Some changes are worth a little pain

Our basement bath and laundry room (also known as the dungeon) are undergoing a long-overdue facelift. One side effect of this is three kids temporarily sharing a bathroom – two fairly low maintenance boys, and one not-so-low maintenance girl who comes with a lot of gear.

The previously empty bathroom counter now holds: two hair brushes, a curling iron, hairspray borrowed from a neighbor, two bottles of nail polish, a half-eaten sprouted wheat bagel, an extra toothbrush and tube of toothpaste, and twenty-two (count them) twenty-two other items. My boys are not welcoming the change.

Change can be painful. It can be inconvenient. It can be stressful. But that doesn’t mean you shouldn’t undertake it – especially when the outcome is worth some pain and inconvenience. To make the journey easier:

  • Establish what a positive outcome looks like. It’s really hard to get somewhere if you don’t know where you’re going.
  • Assess the cost before you start. If it feels like a financial stretch get comfortable that there’s an ROI  you can live with.
  • Don’t try to go it alone. Line up the resources you need to help you.

And one more thing – make sure the people helping you share your vision and values. I’m fortunate to be working with the world’s most tidy contractor who not only appreciates  my desire to maintain some semblance of order, but also knows I cannot go more than a few hours without a functioning washer and dryer.

My boys will have to suffer through a few months of shared space. Then they can focus their energy on a new argument – who gets to use the awesome new bathroom.

Planning to make a change? Send your stories to – if I use them, I’ll feature your business.

If at first you don’t succeed, then what?

Every year, my youngest son requests an eggplant from the farmer’s market so every year I buy one and make the only thing I can think of to make with an eggplant – Eggplant Parmesan. And every year my kids turn up their noses in disgust.

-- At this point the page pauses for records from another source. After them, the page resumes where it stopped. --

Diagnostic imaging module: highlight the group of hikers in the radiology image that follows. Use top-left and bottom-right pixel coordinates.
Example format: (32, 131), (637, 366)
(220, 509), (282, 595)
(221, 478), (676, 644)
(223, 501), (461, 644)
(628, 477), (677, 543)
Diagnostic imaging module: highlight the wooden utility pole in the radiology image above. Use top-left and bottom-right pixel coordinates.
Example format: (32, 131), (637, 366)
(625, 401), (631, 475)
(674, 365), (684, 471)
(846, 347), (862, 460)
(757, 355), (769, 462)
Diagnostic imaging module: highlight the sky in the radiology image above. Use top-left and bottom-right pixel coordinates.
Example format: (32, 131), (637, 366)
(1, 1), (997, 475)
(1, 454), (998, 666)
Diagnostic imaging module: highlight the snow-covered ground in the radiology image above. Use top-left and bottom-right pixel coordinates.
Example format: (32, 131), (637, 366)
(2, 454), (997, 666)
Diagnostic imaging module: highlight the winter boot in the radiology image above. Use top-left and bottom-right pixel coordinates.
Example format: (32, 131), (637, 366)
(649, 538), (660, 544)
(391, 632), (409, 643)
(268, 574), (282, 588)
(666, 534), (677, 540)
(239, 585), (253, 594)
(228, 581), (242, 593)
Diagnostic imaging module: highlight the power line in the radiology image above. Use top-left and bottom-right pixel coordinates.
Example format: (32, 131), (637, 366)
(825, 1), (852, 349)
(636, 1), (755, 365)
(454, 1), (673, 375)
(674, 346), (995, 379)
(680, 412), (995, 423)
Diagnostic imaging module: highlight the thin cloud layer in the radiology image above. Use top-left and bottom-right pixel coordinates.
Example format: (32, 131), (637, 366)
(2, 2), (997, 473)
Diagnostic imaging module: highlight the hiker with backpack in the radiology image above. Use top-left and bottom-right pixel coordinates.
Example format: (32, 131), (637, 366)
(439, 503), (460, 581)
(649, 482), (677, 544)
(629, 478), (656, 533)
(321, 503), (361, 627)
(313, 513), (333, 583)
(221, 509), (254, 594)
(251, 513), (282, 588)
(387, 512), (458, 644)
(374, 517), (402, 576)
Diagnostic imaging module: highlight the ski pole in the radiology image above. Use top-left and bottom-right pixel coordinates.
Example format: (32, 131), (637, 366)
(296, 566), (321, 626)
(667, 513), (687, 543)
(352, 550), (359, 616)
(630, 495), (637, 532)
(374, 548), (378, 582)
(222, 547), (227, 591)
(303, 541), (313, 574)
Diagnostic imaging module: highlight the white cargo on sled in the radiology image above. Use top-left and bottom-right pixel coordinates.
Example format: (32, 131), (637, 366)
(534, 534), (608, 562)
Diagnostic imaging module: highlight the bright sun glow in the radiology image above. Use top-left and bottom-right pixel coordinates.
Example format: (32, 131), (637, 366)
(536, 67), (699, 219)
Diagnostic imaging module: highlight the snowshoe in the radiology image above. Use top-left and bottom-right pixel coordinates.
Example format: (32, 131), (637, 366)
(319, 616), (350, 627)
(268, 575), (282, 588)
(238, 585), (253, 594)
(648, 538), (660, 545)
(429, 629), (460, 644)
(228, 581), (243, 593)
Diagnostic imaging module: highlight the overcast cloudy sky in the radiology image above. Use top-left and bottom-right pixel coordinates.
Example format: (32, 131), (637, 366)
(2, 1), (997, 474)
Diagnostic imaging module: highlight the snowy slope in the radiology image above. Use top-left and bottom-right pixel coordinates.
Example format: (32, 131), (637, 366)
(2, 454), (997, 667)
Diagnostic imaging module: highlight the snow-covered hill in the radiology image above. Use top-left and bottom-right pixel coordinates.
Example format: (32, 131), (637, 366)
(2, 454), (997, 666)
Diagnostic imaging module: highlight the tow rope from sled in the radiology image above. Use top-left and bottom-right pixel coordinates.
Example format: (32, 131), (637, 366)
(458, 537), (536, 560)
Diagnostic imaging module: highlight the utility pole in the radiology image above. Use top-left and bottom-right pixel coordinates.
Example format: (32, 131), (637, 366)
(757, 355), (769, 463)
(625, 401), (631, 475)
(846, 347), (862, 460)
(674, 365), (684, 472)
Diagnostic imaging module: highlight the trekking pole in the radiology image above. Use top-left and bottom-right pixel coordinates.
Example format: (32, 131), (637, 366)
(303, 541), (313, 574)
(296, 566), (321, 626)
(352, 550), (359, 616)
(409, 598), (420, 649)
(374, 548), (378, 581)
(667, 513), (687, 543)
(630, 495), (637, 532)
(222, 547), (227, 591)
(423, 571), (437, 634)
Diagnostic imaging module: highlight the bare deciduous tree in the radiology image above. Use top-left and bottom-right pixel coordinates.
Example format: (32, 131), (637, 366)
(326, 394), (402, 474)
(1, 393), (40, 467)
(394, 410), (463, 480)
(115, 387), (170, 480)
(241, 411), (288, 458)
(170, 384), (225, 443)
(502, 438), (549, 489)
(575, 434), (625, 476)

I happen to like Eggplant Parmesan so it annoys me to no end that they won’t even try it. Not to mention it is fairly tedious to make. But every year, bolstered by the blind, enduring optimism that comes with motherhood, I roll up my sleeves and get to work.

And finally, this year, it paid off. Two of three kids gave it a lukewarm review. I’ll take that as progress toward my ultimate goal of serving it more than once a year.

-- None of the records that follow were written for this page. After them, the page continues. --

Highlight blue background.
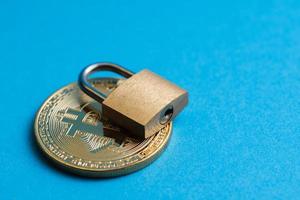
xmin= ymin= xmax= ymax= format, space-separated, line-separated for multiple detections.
xmin=0 ymin=0 xmax=299 ymax=199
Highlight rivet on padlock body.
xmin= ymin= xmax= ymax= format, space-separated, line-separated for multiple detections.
xmin=79 ymin=63 xmax=188 ymax=138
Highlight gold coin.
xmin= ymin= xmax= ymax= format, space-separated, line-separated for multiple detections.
xmin=34 ymin=78 xmax=172 ymax=177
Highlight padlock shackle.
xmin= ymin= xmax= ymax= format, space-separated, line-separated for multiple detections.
xmin=78 ymin=62 xmax=134 ymax=103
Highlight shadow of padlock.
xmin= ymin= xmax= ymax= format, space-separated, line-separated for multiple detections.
xmin=79 ymin=62 xmax=188 ymax=139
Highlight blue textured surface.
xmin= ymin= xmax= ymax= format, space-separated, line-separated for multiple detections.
xmin=0 ymin=1 xmax=300 ymax=199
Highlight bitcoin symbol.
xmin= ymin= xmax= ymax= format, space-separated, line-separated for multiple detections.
xmin=61 ymin=108 xmax=103 ymax=137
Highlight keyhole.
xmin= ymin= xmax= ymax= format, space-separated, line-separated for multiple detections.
xmin=160 ymin=105 xmax=174 ymax=125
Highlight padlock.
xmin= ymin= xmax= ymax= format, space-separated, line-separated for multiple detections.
xmin=79 ymin=62 xmax=188 ymax=138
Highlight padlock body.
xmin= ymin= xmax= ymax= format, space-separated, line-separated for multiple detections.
xmin=102 ymin=69 xmax=188 ymax=138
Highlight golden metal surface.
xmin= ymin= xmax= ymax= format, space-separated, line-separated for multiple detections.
xmin=103 ymin=69 xmax=188 ymax=138
xmin=34 ymin=78 xmax=172 ymax=177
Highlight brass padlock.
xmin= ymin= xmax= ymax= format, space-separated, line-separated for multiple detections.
xmin=79 ymin=62 xmax=188 ymax=138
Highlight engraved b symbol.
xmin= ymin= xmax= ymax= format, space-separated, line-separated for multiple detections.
xmin=61 ymin=108 xmax=103 ymax=137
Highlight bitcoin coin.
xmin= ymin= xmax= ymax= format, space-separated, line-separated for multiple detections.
xmin=34 ymin=78 xmax=172 ymax=177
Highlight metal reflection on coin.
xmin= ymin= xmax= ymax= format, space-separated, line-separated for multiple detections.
xmin=34 ymin=78 xmax=172 ymax=177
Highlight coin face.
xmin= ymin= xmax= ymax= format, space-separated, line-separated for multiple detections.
xmin=34 ymin=78 xmax=172 ymax=177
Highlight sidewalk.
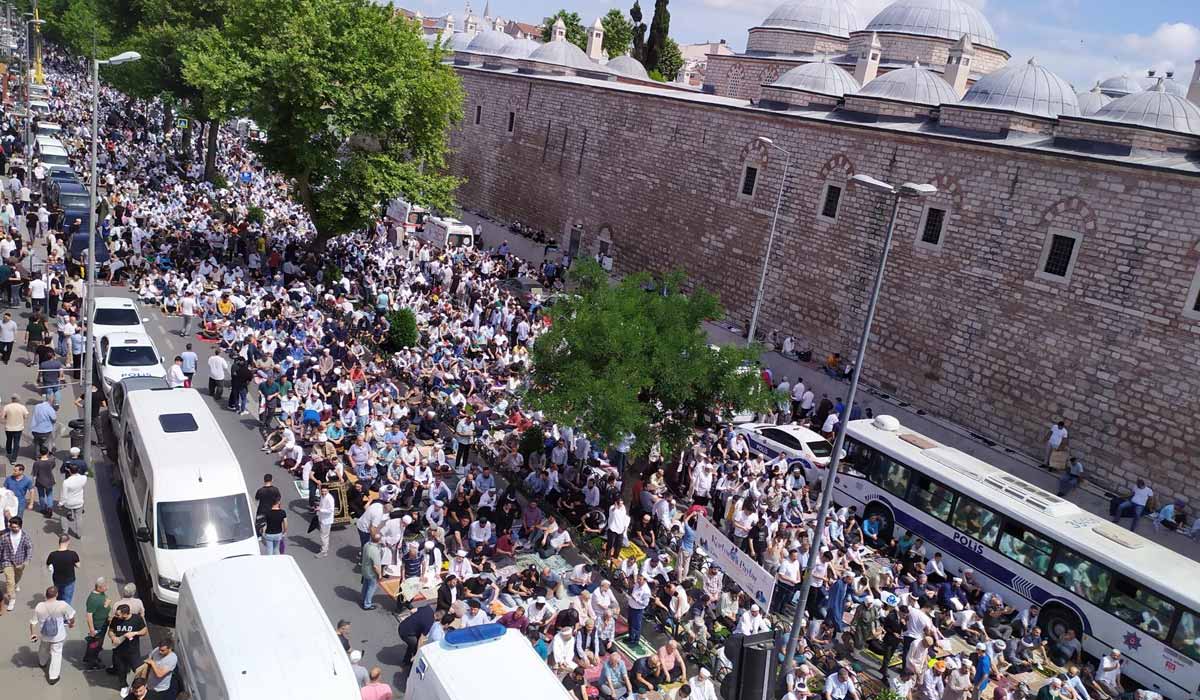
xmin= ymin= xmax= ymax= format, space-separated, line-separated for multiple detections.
xmin=458 ymin=210 xmax=1200 ymax=562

Those of you who are familiar with my Parent Your Business model know I talk in terms of the stages of maturity of a business, from its start as a Squalling Infant, through to its Surly Teen years and hopefully beyond. And the reason I do this is that in my experience, businesses mature along a general timeline much like kids do – and sometimes they just aren’t ready for what you’re trying to serve them.

Ask yourself this if you find yourself failing at an initiative that’s important to you and your business: Is my business ready for what I’m trying to do? If the answer is no, do I know why? And what am I going to do differently so I’ll succeed the next time around?

Can you suggest another recipe for eggplant? Send your suggestions to – if I use them, I’ll feature your business.

Is it really going to be that bad?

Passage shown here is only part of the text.